Pick your duality and Fred Lonberg-Holm’s not only been on either side of it, he’s navigated the continuum in between. You want atomized acoustic improv? Check out the cellist’s duo with Michael Zerang on BOXmedia. Face-plastering assault jazz? Check his late 1990s tenure with the Flying Luttenbachers. Mellow acoustic swing? The Valentine Trio. Mind-melting electronics? Dig that solo halfway through the new Ballister CD-R. Abstracted Americana? The Boxhead Ensemble. This could go on a long time, so let’s just stop and deal with the record at hand.
Seval tries to have it a couple ways at once, and often succeeds. The combo is all acoustic and mostly Swedish; Fred’s an American with Swedish roots, and singer Sofia Jernberg was born in Ethiopia and grew up in Vietnam before settling in Stockholm. The cellist and guitarist David Stackenäs has been playing together since the late ‘90s; Lonberg-Holm’s acquaintances with the singer, bassist Patric Thorman, and trumpeter Emil Strandberg are much more recent. Without vocals, Seval would likely sound like a mostly polite chamber combo with a penchant for brief, impolitic sneezes of more harmonically challenging improvisation. The bassist brings a sort of swinging tango vibe to any rhythm, and the trumpeter rides herd on the melodies that the other strings alternately express and spook.
But even though Lonberg-Holm generally records his tune-oriented ensembles without singing, those tunes generally start their lives with words. Seval shows us what he’s been hiding, and it’s not a talent that belongs under a rock. “Maybe It’s Too Late” is a slow swoon of regret, with an alternately creeping and climbing progression that could make it a new jazz standard. “I Won’t Go” unpacks a moment of conciliatory intimacy with a brisk blitheness worthy of Burt Bacharach in his prime.

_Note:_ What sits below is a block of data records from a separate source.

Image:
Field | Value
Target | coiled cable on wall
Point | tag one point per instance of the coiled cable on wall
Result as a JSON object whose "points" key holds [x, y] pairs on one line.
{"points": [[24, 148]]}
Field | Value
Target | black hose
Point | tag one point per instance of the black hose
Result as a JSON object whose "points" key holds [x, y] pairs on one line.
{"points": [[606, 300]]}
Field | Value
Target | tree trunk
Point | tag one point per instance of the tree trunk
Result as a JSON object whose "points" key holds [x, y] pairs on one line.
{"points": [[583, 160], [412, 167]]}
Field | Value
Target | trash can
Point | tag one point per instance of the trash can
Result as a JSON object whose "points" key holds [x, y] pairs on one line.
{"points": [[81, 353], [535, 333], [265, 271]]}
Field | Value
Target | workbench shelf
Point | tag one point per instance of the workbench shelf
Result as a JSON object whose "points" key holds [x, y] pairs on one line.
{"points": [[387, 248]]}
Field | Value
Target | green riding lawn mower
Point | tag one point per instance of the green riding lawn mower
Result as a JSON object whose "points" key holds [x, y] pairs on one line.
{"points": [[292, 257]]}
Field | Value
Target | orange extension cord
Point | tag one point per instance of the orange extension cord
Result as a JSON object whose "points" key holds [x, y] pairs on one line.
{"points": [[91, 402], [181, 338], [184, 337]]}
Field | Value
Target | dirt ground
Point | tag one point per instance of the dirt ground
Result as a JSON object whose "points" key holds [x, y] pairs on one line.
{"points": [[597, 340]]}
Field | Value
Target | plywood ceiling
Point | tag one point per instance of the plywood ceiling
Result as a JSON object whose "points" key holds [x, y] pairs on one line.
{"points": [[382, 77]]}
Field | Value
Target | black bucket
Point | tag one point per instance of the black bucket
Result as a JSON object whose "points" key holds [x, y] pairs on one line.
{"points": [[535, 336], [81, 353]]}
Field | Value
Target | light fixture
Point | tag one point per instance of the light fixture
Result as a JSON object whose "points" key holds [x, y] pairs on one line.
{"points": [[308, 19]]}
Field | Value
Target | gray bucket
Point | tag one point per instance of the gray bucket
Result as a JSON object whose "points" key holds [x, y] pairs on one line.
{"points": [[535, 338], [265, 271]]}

Jernberg is just the singer to bridge the songs’ pop forms and Fred’s more outside impulses. She has a winning combination of youthful range and sophisticated chops, so that the moments of high and sweet sailing can suddenly spin and wheel like a swallow in a daredevil mood. But she can also match the ensemble’s spiky, meterless interludes with some squeals and back-of-the-throat utterances that will fully challenge any listener intolerant of extended vocal techniques. The blend of ingratiation and confrontation feels more like a tumultuous dalliance than a marriage, but that’s part of Lonberg-Holm’s M.O. — his discography is littered with groups that lasted long enough to get their sound down on one or two records before the lights went out.